Senator Gerald Comeau, chair of the Senate committee on internal economy — the body that monitors and regulates senators' salaries and expenses — said the letter was sent Tuesday. Comeau told CBC News the 20 per cent deduction is called a "set-off."

Brazeau failed to meet a June 30 deadline to repay the $48,000. The money was paid out to cover the rent for Brazeau's townhouse in Gatineau, Que., as well as gas mileage for trips to and from Maniwaki, a community 135 kilometres from Ottawa that Brazeau identified as his primary residence.

Brazeau said his Gatineau house, near Ottawa, was a secondary residence he had to maintain for work since Maniwaki is over 100 kilometres from the capital. Senate rules allow senators to charge living expenses in or close to Ottawa if they reside at least 100 kilometres away, although Brazeau claimed only his rent and gas mileage, and not per diems for meals while living in Gatineau.

Could lose $2,000 a month

Brazeau's base salary as a senator is $135,000. Twenty per cent lopped off his pay means he could lose a little over $2,000 a month of his gross salary for the next two years.

On Wednesday, his office said he has not yet received any notification from the Senate about the snipping of his wages.

Brazeau, at 38 the youngest sitting senator, has the right to remain in his Senate seat until he's 75. However, a criminal conviction could cause him to be expelled from the chamber. He is currently facing charges for assault and sexual assault in a case that is before the courts.

Due to the criminal charge, Brazeau was thrown out of the Conservative caucus and suspended from the Senate. But as an Independent senator, he still receives his salary.

Brazeau, appointed on the advice of Prime Minister Stephen Harper in 2009, was one of four senators who were subjected to a forensic audit by the accounting firm Deloitte about expenses. One audit, of Senator Pamela Wallin, is still ongoing.

In Brazeau's case, Deloitte found he spent only 10 per cent of his time in Maniwaki during an 18-month examination period, although Deloitte also said the rules about the definition of  primary residence are unclear.
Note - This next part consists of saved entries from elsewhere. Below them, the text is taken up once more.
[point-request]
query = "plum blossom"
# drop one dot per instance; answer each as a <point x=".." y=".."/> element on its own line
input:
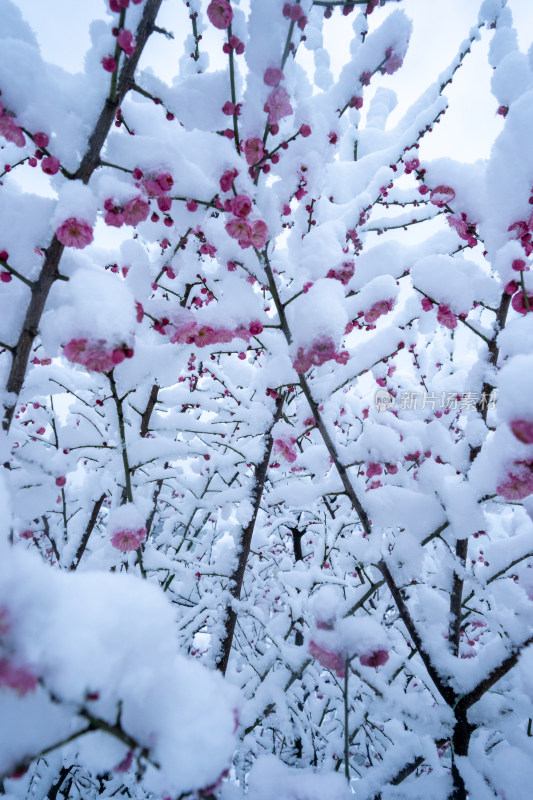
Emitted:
<point x="50" y="165"/>
<point x="375" y="658"/>
<point x="96" y="356"/>
<point x="378" y="309"/>
<point x="253" y="151"/>
<point x="135" y="211"/>
<point x="328" y="658"/>
<point x="127" y="539"/>
<point x="519" y="304"/>
<point x="241" y="205"/>
<point x="75" y="232"/>
<point x="41" y="139"/>
<point x="373" y="469"/>
<point x="523" y="430"/>
<point x="259" y="234"/>
<point x="239" y="228"/>
<point x="446" y="317"/>
<point x="321" y="350"/>
<point x="441" y="195"/>
<point x="278" y="105"/>
<point x="393" y="63"/>
<point x="109" y="64"/>
<point x="343" y="274"/>
<point x="519" y="482"/>
<point x="126" y="41"/>
<point x="284" y="446"/>
<point x="226" y="181"/>
<point x="273" y="76"/>
<point x="16" y="677"/>
<point x="220" y="13"/>
<point x="9" y="129"/>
The Senate committee on internal economy declared the rules were unambiguous and at the end of May ordered Brazeau to pay back $48,000 within 30 days.

Senator Mac Harb was also ordered to repay money by the end of Wednesday, July 3. Senator Mike Duffy was assessed as owing $90,000 but he has already reimbursed the Senate with money given to him by the prime minister's former top aide, Nigel Wright, who resigned when information about the personal cheque became public.